In July 2025 Lumina announced plans for optional mail-in mouth-swab tests so users can check whether BCS3-L1 has stably colonised. On June 29, 2026 the Berkeley-based blogger Scott Alexander broke the news that "postmarket testing found that the original bacterium couldn't maintain its colonization of the mouth over the long term" and that Lantern Bioworks had "suspended sales while they experiment to see if they can fix this".

== BASF's approach using lactobacillus ==
In 2006 it was reported that BASF was researching replacing native lactobacillus flora with a variety dubbed L. anti-caries, which prevents S. mutans from binding to enamel. However, it is not a long-term vaccination in that no attempt is being made to have a self-sustaining population of L. anti-caries. The intent is that the L. anti-caries population would be frequently replenished through use of a chewing gum containing the organism.

== Attempts using peptides ==
The University of Leeds researched a peptide known as P11-4. When applied to a cavity and coming in contact with saliva, P11-4 assembles itself in a fibrous matrix or scaffold, attracting calcium and thereby allowing the tooth to regenerate. The Swiss-based company Credentis has licensed the peptide and launched a product called Curodont Repair in 2013. Research published in 2014 indicated a positive clinical effect.

== Attempts using antibodies==
Early attempts followed a traditional approach to vaccination where normal S. mutans was introduced to promote a reaction from the immune system, stimulating antibody production.

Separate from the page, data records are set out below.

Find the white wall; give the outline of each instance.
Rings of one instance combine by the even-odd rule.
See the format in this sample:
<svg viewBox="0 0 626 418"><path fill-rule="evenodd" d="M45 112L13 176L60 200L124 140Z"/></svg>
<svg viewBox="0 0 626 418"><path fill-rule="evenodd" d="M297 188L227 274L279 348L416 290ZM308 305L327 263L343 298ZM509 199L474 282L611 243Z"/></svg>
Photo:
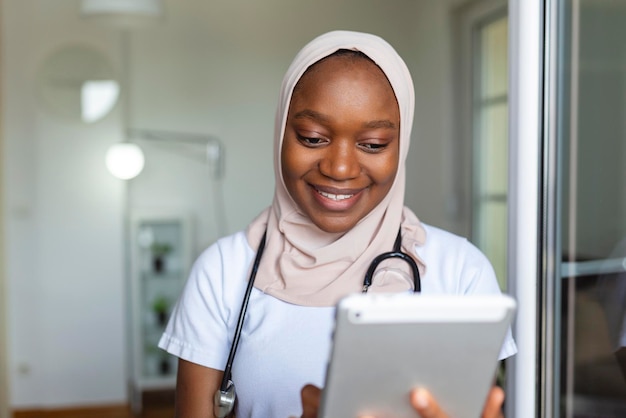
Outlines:
<svg viewBox="0 0 626 418"><path fill-rule="evenodd" d="M458 3L458 1L455 1ZM117 108L86 126L45 112L36 71L56 48L92 45L122 62L119 30L81 20L77 0L2 7L4 158L13 407L121 403L125 393L123 210L195 214L196 252L218 235L206 167L144 144L144 173L125 185L103 165L122 139ZM415 80L407 204L431 224L454 225L444 150L452 138L447 4L166 1L165 19L130 33L129 124L218 136L226 145L227 232L271 201L274 106L295 52L330 29L377 33Z"/></svg>
<svg viewBox="0 0 626 418"><path fill-rule="evenodd" d="M36 103L39 63L87 42L112 57L68 6L5 2L3 10L6 231L11 403L123 399L123 185L102 164L117 114L94 126Z"/></svg>

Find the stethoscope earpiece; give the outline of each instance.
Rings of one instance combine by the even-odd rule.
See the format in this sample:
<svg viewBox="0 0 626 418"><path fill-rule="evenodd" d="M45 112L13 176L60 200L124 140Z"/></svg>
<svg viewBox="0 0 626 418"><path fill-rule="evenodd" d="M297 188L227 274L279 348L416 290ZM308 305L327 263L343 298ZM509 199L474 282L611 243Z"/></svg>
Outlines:
<svg viewBox="0 0 626 418"><path fill-rule="evenodd" d="M367 293L367 290L372 285L374 273L376 272L378 265L389 258L399 258L400 260L407 262L407 264L411 267L411 272L413 273L413 292L420 293L422 291L422 282L420 280L420 272L417 268L417 263L411 258L410 255L399 250L382 253L374 258L372 264L370 264L370 267L365 273L365 279L363 279L363 293Z"/></svg>
<svg viewBox="0 0 626 418"><path fill-rule="evenodd" d="M213 414L217 418L226 418L235 408L236 397L235 384L232 380L229 380L226 390L220 388L215 391L213 397Z"/></svg>
<svg viewBox="0 0 626 418"><path fill-rule="evenodd" d="M383 261L389 258L399 258L407 262L409 267L411 267L411 272L413 273L413 292L420 293L422 291L422 280L420 278L420 271L417 268L417 263L413 258L405 252L402 252L402 234L401 230L398 231L398 235L396 236L396 241L393 244L393 251L389 251L387 253L379 254L374 257L372 260L367 272L365 272L365 278L363 279L363 293L367 293L367 290L372 285L372 280L374 278L374 273L378 268L378 265Z"/></svg>

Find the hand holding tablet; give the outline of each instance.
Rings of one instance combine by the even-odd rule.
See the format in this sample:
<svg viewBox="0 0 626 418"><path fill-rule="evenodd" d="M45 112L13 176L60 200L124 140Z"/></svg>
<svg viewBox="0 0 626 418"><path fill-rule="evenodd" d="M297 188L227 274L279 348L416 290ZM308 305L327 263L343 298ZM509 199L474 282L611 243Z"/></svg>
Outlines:
<svg viewBox="0 0 626 418"><path fill-rule="evenodd" d="M418 387L452 417L480 416L514 310L503 295L343 299L318 416L413 418Z"/></svg>

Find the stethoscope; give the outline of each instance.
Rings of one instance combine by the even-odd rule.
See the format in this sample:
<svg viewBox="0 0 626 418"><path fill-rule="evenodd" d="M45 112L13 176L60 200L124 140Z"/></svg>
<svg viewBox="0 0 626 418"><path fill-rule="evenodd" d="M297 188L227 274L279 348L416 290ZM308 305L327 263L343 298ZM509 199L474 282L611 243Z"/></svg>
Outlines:
<svg viewBox="0 0 626 418"><path fill-rule="evenodd" d="M254 264L252 264L252 271L250 272L250 278L248 280L248 286L246 287L246 293L244 294L243 301L241 304L241 310L239 311L239 318L237 319L237 327L235 328L235 335L233 337L233 343L230 346L230 352L228 354L228 360L226 361L226 367L224 368L224 375L222 377L222 382L220 384L220 388L215 392L215 396L213 398L213 413L218 418L227 417L235 407L235 399L237 398L237 394L235 393L235 384L233 383L232 377L232 368L233 361L235 359L235 352L237 351L237 345L239 344L239 338L241 337L241 330L243 328L243 322L246 315L246 310L248 309L248 302L250 300L250 293L252 292L252 288L254 287L254 279L256 278L256 273L259 269L259 263L261 262L261 256L263 255L263 251L265 250L265 239L267 236L267 231L263 233L263 238L261 238L261 243L259 244L259 249L256 253L256 257L254 258ZM386 253L382 253L376 256L372 262L370 263L367 272L365 273L365 278L363 279L363 293L367 293L367 290L372 285L372 278L378 265L387 260L389 258L400 258L406 261L411 267L411 272L413 273L413 292L419 293L422 290L422 282L420 278L419 269L417 268L417 264L415 260L411 258L410 255L402 252L400 246L402 244L402 237L400 235L400 231L398 231L398 236L396 237L396 241L393 245L393 251L389 251Z"/></svg>

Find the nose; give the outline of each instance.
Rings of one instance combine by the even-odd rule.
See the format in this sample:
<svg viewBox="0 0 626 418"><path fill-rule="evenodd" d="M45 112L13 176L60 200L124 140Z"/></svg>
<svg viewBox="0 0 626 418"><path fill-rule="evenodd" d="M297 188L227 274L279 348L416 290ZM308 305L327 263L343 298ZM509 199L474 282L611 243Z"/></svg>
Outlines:
<svg viewBox="0 0 626 418"><path fill-rule="evenodd" d="M319 170L333 180L350 180L361 173L358 150L351 141L336 141L325 149Z"/></svg>

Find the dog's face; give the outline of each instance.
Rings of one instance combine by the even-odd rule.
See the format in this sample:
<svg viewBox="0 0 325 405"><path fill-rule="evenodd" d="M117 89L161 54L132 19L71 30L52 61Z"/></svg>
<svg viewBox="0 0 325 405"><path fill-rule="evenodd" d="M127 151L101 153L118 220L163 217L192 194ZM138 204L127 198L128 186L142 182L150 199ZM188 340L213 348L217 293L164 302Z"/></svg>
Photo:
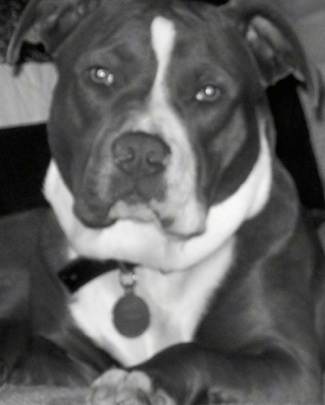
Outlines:
<svg viewBox="0 0 325 405"><path fill-rule="evenodd" d="M127 219L204 233L262 153L265 86L293 72L311 87L291 31L259 2L31 3L59 73L53 158L89 228Z"/></svg>
<svg viewBox="0 0 325 405"><path fill-rule="evenodd" d="M85 224L158 221L188 237L252 170L263 94L247 50L210 7L146 7L118 18L105 3L82 26L89 40L77 29L62 47L50 144Z"/></svg>

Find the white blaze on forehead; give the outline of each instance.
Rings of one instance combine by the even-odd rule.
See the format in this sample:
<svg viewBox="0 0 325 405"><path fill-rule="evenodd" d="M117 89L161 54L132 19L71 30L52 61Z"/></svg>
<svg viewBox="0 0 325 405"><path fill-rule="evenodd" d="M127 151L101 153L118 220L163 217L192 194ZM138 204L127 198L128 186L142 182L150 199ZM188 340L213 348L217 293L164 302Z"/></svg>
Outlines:
<svg viewBox="0 0 325 405"><path fill-rule="evenodd" d="M176 30L174 23L164 17L156 17L151 24L151 42L158 70L155 85L164 81L167 67L174 49Z"/></svg>

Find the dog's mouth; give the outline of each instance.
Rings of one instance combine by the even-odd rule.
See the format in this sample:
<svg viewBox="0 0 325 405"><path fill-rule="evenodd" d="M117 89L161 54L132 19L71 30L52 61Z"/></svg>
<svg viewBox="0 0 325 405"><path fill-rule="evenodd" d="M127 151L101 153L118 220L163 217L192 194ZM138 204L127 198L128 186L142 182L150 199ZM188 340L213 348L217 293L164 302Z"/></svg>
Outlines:
<svg viewBox="0 0 325 405"><path fill-rule="evenodd" d="M168 232L173 223L172 217L165 217L154 206L146 203L137 195L132 195L128 201L117 201L109 212L109 220L115 223L118 220L128 219L136 222L153 222Z"/></svg>
<svg viewBox="0 0 325 405"><path fill-rule="evenodd" d="M120 219L140 222L157 220L157 214L136 191L127 193L109 205L100 206L92 200L79 198L76 200L74 212L78 219L90 228L105 228Z"/></svg>
<svg viewBox="0 0 325 405"><path fill-rule="evenodd" d="M97 183L88 182L88 187L74 198L78 220L93 229L109 228L123 220L151 223L166 235L180 239L205 231L207 212L193 195L180 197L164 177L153 178L152 184L149 179L129 183L127 180L110 179L111 191L112 184L118 184L112 193L114 198L111 193L110 198L107 193L99 196Z"/></svg>
<svg viewBox="0 0 325 405"><path fill-rule="evenodd" d="M176 229L176 218L169 213L166 202L148 200L140 192L133 190L117 199L109 208L99 209L91 202L76 200L74 212L77 218L87 227L103 229L114 225L117 221L129 220L139 223L154 223L165 233L181 238L192 236L192 232L182 232ZM195 234L201 231L195 230Z"/></svg>

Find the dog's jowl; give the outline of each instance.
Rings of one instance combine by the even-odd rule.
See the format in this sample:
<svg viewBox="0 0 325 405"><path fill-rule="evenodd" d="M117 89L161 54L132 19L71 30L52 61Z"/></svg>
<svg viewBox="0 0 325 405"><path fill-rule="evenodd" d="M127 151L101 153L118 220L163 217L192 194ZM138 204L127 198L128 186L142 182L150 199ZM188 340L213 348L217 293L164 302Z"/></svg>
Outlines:
<svg viewBox="0 0 325 405"><path fill-rule="evenodd" d="M31 0L57 67L51 209L0 224L0 360L92 404L320 404L322 253L268 86L317 81L269 5Z"/></svg>

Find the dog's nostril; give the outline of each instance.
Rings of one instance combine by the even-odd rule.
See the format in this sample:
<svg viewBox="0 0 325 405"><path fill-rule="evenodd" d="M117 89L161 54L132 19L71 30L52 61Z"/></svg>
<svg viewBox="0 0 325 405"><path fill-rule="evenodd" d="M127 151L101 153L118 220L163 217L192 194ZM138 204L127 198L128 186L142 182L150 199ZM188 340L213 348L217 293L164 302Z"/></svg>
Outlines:
<svg viewBox="0 0 325 405"><path fill-rule="evenodd" d="M134 161L136 158L133 148L115 148L114 150L114 162L117 166L128 164Z"/></svg>
<svg viewBox="0 0 325 405"><path fill-rule="evenodd" d="M153 171L162 171L164 170L167 164L167 156L169 155L164 153L162 150L151 150L148 152L146 159L147 159L147 166L151 168Z"/></svg>
<svg viewBox="0 0 325 405"><path fill-rule="evenodd" d="M165 170L170 148L157 136L128 132L113 142L112 155L120 170L134 177L145 177Z"/></svg>

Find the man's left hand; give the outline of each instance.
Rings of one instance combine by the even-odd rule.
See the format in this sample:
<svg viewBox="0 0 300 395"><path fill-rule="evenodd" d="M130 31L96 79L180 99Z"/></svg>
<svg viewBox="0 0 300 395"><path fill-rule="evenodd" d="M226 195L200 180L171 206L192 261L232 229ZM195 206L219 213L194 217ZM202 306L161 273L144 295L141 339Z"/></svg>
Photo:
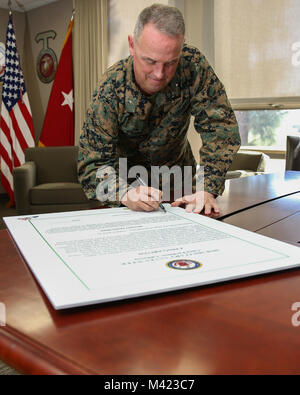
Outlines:
<svg viewBox="0 0 300 395"><path fill-rule="evenodd" d="M218 214L219 208L214 195L205 191L198 191L192 195L186 195L171 204L172 207L178 207L185 204L185 211L188 213L200 213L204 209L205 215L210 215L212 212Z"/></svg>

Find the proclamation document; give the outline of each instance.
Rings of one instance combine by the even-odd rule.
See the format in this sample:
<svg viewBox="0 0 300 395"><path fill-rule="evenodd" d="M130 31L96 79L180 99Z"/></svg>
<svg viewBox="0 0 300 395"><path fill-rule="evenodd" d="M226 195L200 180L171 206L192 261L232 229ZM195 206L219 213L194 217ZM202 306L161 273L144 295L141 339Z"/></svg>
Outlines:
<svg viewBox="0 0 300 395"><path fill-rule="evenodd" d="M127 208L4 218L55 309L300 266L300 249L203 215Z"/></svg>

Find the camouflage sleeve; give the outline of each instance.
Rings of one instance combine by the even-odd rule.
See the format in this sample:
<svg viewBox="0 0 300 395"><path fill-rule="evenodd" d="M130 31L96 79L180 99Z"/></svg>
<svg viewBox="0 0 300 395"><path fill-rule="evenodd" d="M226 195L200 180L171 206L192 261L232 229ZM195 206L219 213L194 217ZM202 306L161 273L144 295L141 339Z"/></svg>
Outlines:
<svg viewBox="0 0 300 395"><path fill-rule="evenodd" d="M78 155L78 178L86 196L111 206L120 205L120 197L127 190L127 184L120 183L118 176L116 105L109 95L100 91L94 94L81 131Z"/></svg>
<svg viewBox="0 0 300 395"><path fill-rule="evenodd" d="M240 147L239 128L225 88L203 56L196 71L192 115L202 139L204 189L218 196L224 191L226 172Z"/></svg>

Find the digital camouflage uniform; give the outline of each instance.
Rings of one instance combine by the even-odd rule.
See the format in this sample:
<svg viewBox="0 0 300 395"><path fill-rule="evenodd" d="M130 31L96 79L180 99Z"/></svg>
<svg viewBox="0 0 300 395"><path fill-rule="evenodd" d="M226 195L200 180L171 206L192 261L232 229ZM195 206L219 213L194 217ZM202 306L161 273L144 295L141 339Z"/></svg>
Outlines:
<svg viewBox="0 0 300 395"><path fill-rule="evenodd" d="M131 56L110 67L94 93L79 141L78 174L87 197L96 199L96 188L102 185L112 196L108 200L119 204L128 189L119 179L119 158L127 158L128 169L195 167L187 140L191 115L202 139L204 189L221 195L240 136L224 86L199 50L184 45L172 81L152 96L136 85ZM106 170L96 178L99 168Z"/></svg>

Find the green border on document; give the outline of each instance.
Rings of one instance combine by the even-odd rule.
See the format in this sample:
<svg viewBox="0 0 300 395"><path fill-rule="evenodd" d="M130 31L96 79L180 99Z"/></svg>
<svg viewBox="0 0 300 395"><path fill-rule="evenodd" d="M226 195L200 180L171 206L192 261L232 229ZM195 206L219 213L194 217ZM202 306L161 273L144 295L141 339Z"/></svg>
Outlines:
<svg viewBox="0 0 300 395"><path fill-rule="evenodd" d="M39 234L39 236L44 240L44 242L47 244L47 246L54 252L54 254L61 260L61 262L70 270L70 272L81 282L81 284L88 290L90 291L90 288L85 284L85 282L74 272L74 270L63 260L63 258L59 255L57 251L51 246L51 244L45 239L45 237L41 234L41 232L36 228L36 226L33 225L31 220L29 220L30 224L32 227L35 229L35 231Z"/></svg>

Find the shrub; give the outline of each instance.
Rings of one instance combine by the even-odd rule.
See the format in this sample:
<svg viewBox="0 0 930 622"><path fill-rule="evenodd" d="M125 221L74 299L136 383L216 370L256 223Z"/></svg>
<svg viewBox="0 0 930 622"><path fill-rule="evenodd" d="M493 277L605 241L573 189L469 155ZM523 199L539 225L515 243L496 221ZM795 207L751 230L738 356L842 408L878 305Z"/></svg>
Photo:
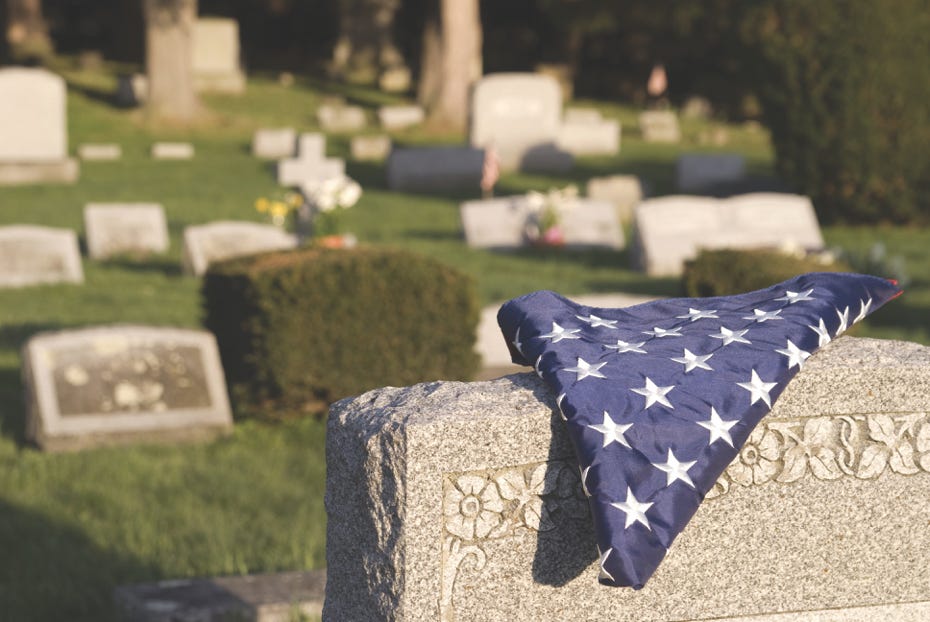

Planet Biotechnology developed a monoclonal antibody against S. mutans, branded CaroRx, produced with transgenic tobacco plants. It is a therapeutic vaccine, applied once every several months. Phase II clinical trials were discontinued in 2016.

== Attempts using protein filaments ==

The International Associations for Dental Research and American Association for Dental Research announced a study performed by the Chinese Academy of Sciences which looked at using an inhaled vaccine that uses a protein filament as a delivery vehicle. Trials performed in rats showed an increase in antibody response along with a decrease in the amount of Streptococcus mutans adhering to teeth, leading to significantly fewer cavities observed among the test population.

== DNA vaccines ==
DNA vaccine approaches for dental cavities have had a history of success in animal models. Dental cavity vaccines directed to key components of S. mutans colonization and enhanced by safe and effective adjuvants and optimal delivery vehicles, are likely to be forthcoming. Some believe that the rational target for developing an anti-caries vaccine is a protein antigen, which has adherent functional and important immunogenic regions.

==Bacteriophage treatment==
The use of Enterococcus faecalis bacteriophages as a form of treatment for caries has been considered, as they are capable of maintaining persistent stability in human saliva.